Letters to the editor

Not-so-smart perception
Researchers studying associations between IQ and selected visual tasks (“Less is more for smart perception,” SN: 6/29/13, p. 18) report that tracking small moving foreground objects, a task at which high-IQ subjects excelled, is often more important than detecting large-object motion or attending to background activity. They suggest that for driving or walking in busy areas, high-IQers have an advantage over people with lower IQs, who are better at monitoring large objects. I will have to take their word for it, but I can’t quite get out of my mind an image of all those geniuses, deftly swatting away mosquitoes and flies while being run over by trucks and trains whose approach in the background they didn’t notice.

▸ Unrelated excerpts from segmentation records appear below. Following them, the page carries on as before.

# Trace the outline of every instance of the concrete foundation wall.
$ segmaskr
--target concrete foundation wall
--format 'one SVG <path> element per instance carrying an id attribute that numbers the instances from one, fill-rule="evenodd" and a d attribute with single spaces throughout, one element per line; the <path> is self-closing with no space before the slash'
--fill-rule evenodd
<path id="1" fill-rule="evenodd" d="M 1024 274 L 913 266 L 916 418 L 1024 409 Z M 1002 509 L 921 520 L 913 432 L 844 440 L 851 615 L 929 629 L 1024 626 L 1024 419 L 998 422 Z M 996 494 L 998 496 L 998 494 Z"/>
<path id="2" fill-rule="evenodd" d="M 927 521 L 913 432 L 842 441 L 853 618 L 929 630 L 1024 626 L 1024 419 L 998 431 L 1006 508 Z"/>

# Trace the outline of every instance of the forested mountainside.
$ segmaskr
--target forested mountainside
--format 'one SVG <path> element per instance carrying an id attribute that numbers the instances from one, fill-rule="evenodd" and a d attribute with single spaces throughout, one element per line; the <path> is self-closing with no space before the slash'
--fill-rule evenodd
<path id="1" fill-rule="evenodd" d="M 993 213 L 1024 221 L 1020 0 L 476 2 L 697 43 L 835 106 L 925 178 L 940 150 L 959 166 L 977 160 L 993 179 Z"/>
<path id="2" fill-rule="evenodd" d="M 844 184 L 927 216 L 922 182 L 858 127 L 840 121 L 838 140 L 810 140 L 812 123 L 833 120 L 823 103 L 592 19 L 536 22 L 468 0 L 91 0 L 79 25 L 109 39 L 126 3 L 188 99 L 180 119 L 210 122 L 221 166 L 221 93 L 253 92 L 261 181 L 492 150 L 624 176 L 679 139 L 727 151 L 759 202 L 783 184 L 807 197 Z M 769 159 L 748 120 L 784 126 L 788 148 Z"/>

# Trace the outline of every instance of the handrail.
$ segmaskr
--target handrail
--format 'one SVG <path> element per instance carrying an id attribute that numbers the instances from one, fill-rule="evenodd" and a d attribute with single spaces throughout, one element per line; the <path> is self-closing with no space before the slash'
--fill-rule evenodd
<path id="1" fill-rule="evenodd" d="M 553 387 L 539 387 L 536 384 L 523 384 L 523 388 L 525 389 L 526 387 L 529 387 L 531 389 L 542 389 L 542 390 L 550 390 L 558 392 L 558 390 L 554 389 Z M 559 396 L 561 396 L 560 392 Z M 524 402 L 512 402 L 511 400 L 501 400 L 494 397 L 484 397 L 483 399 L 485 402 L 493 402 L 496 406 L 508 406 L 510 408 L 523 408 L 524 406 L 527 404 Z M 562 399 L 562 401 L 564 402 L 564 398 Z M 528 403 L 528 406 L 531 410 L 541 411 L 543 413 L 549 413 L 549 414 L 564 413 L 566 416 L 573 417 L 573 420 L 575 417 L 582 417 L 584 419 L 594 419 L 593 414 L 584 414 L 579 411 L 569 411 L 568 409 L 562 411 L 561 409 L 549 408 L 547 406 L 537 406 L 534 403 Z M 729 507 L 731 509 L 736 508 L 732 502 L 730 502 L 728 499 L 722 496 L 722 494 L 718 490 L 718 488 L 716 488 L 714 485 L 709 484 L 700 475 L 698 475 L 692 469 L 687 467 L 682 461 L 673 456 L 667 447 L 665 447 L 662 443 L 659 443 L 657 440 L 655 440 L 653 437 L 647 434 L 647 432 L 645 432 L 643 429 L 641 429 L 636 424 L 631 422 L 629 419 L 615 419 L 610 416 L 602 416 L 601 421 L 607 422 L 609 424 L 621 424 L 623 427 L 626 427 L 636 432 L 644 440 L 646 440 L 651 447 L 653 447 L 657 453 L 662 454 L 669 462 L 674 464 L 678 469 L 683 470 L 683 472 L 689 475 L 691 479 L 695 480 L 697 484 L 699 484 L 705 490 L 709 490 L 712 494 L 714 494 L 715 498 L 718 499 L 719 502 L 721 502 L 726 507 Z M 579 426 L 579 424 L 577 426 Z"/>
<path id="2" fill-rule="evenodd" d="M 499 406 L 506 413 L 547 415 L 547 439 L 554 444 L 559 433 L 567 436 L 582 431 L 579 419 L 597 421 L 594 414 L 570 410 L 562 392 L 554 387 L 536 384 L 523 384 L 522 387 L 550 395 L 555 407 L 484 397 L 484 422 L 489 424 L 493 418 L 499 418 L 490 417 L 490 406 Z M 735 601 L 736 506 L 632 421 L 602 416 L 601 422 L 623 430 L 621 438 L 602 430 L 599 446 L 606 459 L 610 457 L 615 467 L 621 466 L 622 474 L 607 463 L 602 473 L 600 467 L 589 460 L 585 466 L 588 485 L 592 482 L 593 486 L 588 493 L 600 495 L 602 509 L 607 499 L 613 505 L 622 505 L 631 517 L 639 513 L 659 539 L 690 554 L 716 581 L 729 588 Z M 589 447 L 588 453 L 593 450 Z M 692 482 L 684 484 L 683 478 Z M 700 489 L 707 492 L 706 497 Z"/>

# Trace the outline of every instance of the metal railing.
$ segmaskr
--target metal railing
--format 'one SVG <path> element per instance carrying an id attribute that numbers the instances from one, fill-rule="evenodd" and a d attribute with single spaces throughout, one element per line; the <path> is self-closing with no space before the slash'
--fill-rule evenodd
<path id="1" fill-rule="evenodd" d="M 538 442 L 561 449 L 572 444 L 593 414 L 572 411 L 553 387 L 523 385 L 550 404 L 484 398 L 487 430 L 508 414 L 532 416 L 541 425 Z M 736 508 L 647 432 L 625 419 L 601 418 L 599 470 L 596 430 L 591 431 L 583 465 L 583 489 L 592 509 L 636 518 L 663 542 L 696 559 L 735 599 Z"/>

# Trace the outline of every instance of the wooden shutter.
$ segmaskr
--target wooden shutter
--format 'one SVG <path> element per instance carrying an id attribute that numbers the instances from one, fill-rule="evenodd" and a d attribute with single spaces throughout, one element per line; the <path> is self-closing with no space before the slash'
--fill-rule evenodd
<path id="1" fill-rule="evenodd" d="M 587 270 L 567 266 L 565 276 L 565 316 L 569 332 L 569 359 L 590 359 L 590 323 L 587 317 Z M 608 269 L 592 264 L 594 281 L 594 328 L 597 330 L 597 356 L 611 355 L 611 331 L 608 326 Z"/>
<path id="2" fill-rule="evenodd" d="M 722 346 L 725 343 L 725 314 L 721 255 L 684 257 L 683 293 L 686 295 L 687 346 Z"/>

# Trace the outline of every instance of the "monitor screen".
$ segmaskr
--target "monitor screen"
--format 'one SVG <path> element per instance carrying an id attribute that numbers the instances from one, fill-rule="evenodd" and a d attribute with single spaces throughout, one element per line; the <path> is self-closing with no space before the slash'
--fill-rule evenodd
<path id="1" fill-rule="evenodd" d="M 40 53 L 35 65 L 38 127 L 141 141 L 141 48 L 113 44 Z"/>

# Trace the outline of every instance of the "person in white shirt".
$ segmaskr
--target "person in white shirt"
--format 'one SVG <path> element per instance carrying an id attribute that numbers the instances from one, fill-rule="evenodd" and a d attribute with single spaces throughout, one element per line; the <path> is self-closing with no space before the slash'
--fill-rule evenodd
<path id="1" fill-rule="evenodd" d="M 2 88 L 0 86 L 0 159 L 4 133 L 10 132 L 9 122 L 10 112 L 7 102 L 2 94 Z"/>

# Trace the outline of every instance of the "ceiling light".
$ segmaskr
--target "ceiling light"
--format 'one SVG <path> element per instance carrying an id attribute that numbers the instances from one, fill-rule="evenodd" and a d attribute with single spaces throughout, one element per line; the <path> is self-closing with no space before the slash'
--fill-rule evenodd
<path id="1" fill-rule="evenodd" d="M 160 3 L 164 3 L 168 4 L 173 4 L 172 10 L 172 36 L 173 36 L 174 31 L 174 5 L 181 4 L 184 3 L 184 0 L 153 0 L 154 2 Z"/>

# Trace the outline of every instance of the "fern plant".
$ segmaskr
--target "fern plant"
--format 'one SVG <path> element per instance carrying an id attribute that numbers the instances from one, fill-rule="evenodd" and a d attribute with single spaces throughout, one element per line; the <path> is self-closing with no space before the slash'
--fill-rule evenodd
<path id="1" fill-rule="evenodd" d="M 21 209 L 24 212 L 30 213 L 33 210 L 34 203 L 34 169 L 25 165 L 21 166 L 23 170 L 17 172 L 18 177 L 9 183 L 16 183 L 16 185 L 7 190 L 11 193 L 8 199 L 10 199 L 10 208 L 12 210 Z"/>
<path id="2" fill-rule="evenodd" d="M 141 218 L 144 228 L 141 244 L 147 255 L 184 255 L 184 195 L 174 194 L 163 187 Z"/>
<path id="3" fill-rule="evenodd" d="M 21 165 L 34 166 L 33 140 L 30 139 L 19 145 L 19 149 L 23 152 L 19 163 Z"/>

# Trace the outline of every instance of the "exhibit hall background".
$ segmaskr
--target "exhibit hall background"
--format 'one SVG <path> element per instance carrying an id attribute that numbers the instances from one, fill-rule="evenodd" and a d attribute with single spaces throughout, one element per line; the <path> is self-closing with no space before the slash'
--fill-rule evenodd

Holly J. Massey, Livermore, Calif.

Intelligence is not memorized
Practice on memory tasks (“Memory training questioned,” SN: 6/15/13, p. 12) did not make people smarter on intelligence tests. Such studies are based on the theory that intelligence is some quality of the mind-brain that can be strengthened by mental practice. There is another concept of intelligence as composed of learned basic repertoires, such as language, that make possible learning other repertoires. A child with a good language repertoire will do better in school than a child with a less good repertoire. There is experimental evidence that supports this theory as well as naturalistic evidence such as the Flynn effect (the observation that since the 1930s, intelligence has generally increased).